In 1977–81 with my postgraduate, I.A. Ryzhkin we constructed the theory of one-dimensional and quasi-one-dimensional metals. The main results were a) the probability distribution function of resistivity of a one-dimensional wire, where due to mesoscopic effects there was no self-averaging, and b) the conclusion that suppression of superconductivity in (TMTSF)2PF6 by nonmagnetic defects was an evidence of triplet pairing. Later this was confirmed. During the same years I worked on the theory of spin-glasses with short-range interaction, including semiconductor-based spin-glasses.
In 1982 with a group of experimentalists I was awarded the State Prize of USSR, for the works on semimetals and gapless semiconductors. In 1987 I was elected Full Member of the Academy of Sciences. In 1988 I published the book “Fundamentals of the Theory of Metals” on which I worked three years. It was translated into English and Japanese. The same year I was elected Director of the High Pressure Physics Institute in Troitsk, Moscow District. In 1989 L. Gor’kov, I. Dzyaloshinskii and myself were awarded the L.D. Landau award of the Academy of Sciences, USSR, for our book “Field Theory Methods in Statistical Physics”.
In 1991 I accepted the offer of the Argonne National Laboratory, USA, and became Distinguished Argonne Scientist. Since then I continue to work at the same position. In the same year, together with V.L. Ginzburg and L.P. Gor’kov I was awarded the International John Bardeen Award and was elected as Foreign Honorary Member to the American Academy of Arts and Sciences. In 1992 I was elected Fellow of the American Physical Society.

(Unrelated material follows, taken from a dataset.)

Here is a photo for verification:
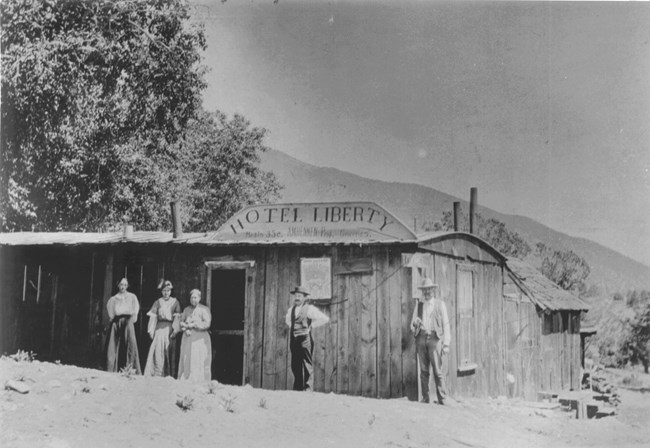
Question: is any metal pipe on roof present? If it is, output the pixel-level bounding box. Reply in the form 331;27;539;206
469;187;478;234
169;201;183;238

Being at Argonne I became interested by the high-Tc layered cuprates. This interest resulted in a theory which was based on the Bardeen-Cooper-Schrieffer approach but took into account the specific features of the electron spectrum, namely the quasi-two-dimensionality and the existence of the “extended saddle point singularities”, or “flat regions”, which made the motion of quasiparticles in some regions of the Fermi surface quasi-one-dimensional. At the same time these regions had the maximal density of states. Another idea was the resonant tunneling mechanism of the electron transport between the CuO2 planes. On the basis of these ideas I was able to explain almost all the unusual behavior of the high-Tc layered cuprates, including the isotope effect, neutron scattering, pseudogap and the metal-insulator transition.
In 1998 in connection with the experiments performed at Argonne and the University of Chicago I introduced a new phenomenon: “Quantum Linear Magnetoresistance”. The analysis of experimental data showed that it was first discovered experimentally by Piotr Kapitza, as early as 1928, but was confused with a different phenomenon. During these years in connection with experiments I studied also the effects of quantum interference on the magnetoresistance of layered substances and constructed a theory of an s-type superconductivity in UGe2.

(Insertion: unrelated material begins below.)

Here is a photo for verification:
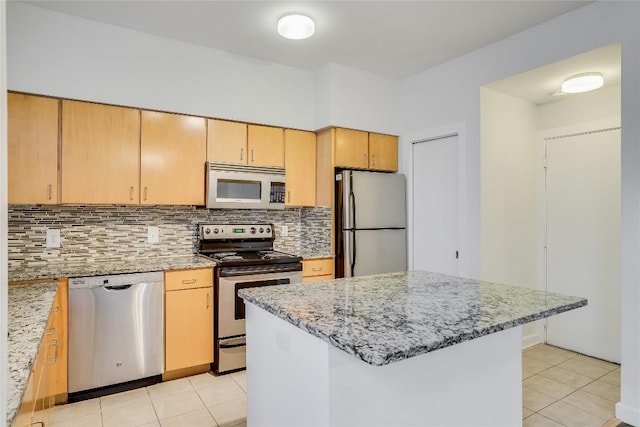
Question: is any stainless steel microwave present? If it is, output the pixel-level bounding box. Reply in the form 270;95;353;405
206;162;285;209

In 1999 I became a naturalized US citizen. In 2000 I was elected member of the National Academy of Sciences USA, and in 2001, as Foreign Member of the Royal Society of London, UK. In 2003 I received the title Doctor of Sciences Honoris Causa from the University of Bordeaux (France) and together with V. Ginzburg and A. Leggett was awarded the Nobel Prize in Physics “for pioneering work on the theory of superconductivity and super-fluidity”.

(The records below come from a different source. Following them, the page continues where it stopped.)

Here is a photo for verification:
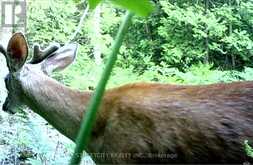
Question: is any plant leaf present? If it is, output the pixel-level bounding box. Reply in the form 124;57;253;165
88;0;102;9
110;0;154;16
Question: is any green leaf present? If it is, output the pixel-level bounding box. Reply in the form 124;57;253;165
110;0;154;16
88;0;102;9
244;140;253;158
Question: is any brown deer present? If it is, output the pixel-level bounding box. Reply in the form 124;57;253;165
0;33;253;164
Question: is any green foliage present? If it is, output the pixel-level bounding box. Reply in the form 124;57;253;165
89;0;154;16
0;0;253;164
89;0;102;9
244;140;253;158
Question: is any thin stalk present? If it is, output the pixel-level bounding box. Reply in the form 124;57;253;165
70;12;133;165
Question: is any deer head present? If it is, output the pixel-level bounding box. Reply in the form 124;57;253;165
0;33;77;113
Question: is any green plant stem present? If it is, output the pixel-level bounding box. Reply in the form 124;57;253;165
70;11;133;165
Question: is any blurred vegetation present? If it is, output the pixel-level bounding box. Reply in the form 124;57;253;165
0;0;253;165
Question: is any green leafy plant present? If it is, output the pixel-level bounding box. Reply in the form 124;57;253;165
244;140;253;158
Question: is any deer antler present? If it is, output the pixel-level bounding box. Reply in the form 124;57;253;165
0;44;6;56
29;43;60;64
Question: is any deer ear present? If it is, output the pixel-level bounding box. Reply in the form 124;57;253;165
6;33;28;72
41;44;78;74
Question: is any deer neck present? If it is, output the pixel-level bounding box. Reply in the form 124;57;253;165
21;66;90;141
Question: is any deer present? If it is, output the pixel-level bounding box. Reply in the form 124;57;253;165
0;33;253;164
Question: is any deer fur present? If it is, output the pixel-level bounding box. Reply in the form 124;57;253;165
0;33;253;164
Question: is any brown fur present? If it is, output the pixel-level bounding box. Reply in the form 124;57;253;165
0;33;253;164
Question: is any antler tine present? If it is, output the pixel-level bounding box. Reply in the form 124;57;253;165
29;43;60;64
0;44;6;56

Apart from research, almost all my life I was teaching. First I was assistant, associated, full Professor at the Moscow State University, 1950–1969, then Professor at the Gorky (now Nizhniy Novgorod) University, 1970–72, and eventually Chair for theoretical physics at the Moscow Institute for Steel and Alloys (Technical University), 1976–1991. In USA I am Adjunct Professor at the University of Illinois at Chicago and the University of Utah. In addition I am a Leverhulm Adjunct Professor at the University of Loughborough, UK.
I am married and have two sons and one daughter.
From Les Prix Nobel. The Nobel Prizes 2003, Editor Tore Frängsmyr, [Nobel Foundation], Stockholm, 2004
This autobiography/biography was written at the time of the award and later published in the book series Les Prix Nobel/Nobel Lectures. The information is sometimes updated with an addendum submitted by the Laureate.